Mit der Einführung dieser neuen Karten ist auch die Navigation im Auto wesentlich detaillierter. So werden beispielsweise Geschwindigkeitsbegrenzungen angezeigt, und die Sprachunterstützung kann auch während der Fahrt aktiviert und genutzt werden. Statt "In 300 Metern links abbiegen" sagt die Navigation jetzt "An der nächsten Ampel links abbiegen", weil die App weiß, dass es dort jetzt eine Ampel gibt. Auch die Anreise wird berücksichtigt, so dass die Nutzer nicht an den Rand einer Einkaufszone oder eines Parkplatzes geführt werden, sondern wirklich an ihr Ziel. Navigationssysteme für Fahrräder sind in den Niederlanden leider noch nicht vorhanden. Wir sind jedoch der Meinung, dass die Kartenaktualisierung auch die Grundlage für Fahrradkarten gelegt hat, die laut Apple ganz oben auf der Liste der zukünftigen Innovationen stehen. 

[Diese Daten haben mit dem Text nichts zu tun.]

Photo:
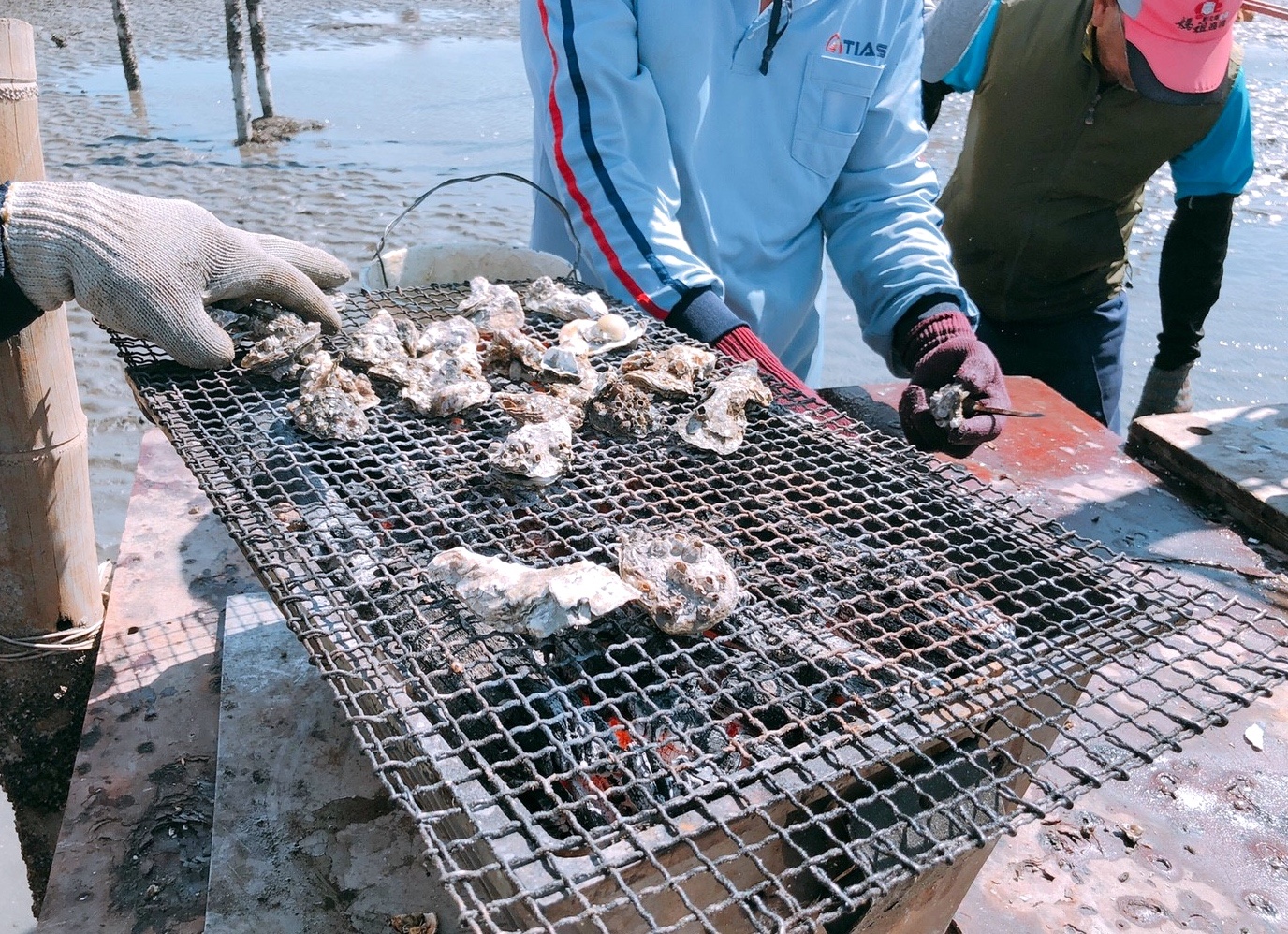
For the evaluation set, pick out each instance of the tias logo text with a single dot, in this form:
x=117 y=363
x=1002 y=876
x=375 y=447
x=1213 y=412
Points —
x=849 y=47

App-Shops von Drittanbietern für das iPhone ab 2024 erlaubt 

Laut Bloomberg bereitet sich Apple auf App-Stores von Drittanbietern in iOS vor. Bis jetzt hat Apple dies immer abgelehnt, Verbraucher können Apps nur über den Apple App Store herunterladen. Dies scheint sich nun jedoch aufgrund neuer EU-Verordnungen, die für 2024 erwartet werden, zu ändern. So bereiten sich die Apple-Mitarbeiter darauf vor, "bestimmte Teile" der Apple-Plattformen für Außenstehende zu öffnen. Dies soll es iPhone- und iPad-Nutzern schließlich ermöglichen, Apps außerhalb des Apple App Store über andere Anbieter zu installieren. Diese Apps unterliegen daher nicht der 30 %igen Provision, die Apple derzeit für Apps im App Store berechnet. Vorerst möchte Apple diese Änderung nur innerhalb der Europäischen Union einführen. Schließlich müssen große Technologieunternehmen ab 2024 das neue europäische Gesetzespaket "Digital Markets Act" einhalten. 

Werden Sie als Apple-Nutzer auch Apps aus App-Shops von Drittanbietern herunterladen oder werden Sie sich an den Apple App Store halten?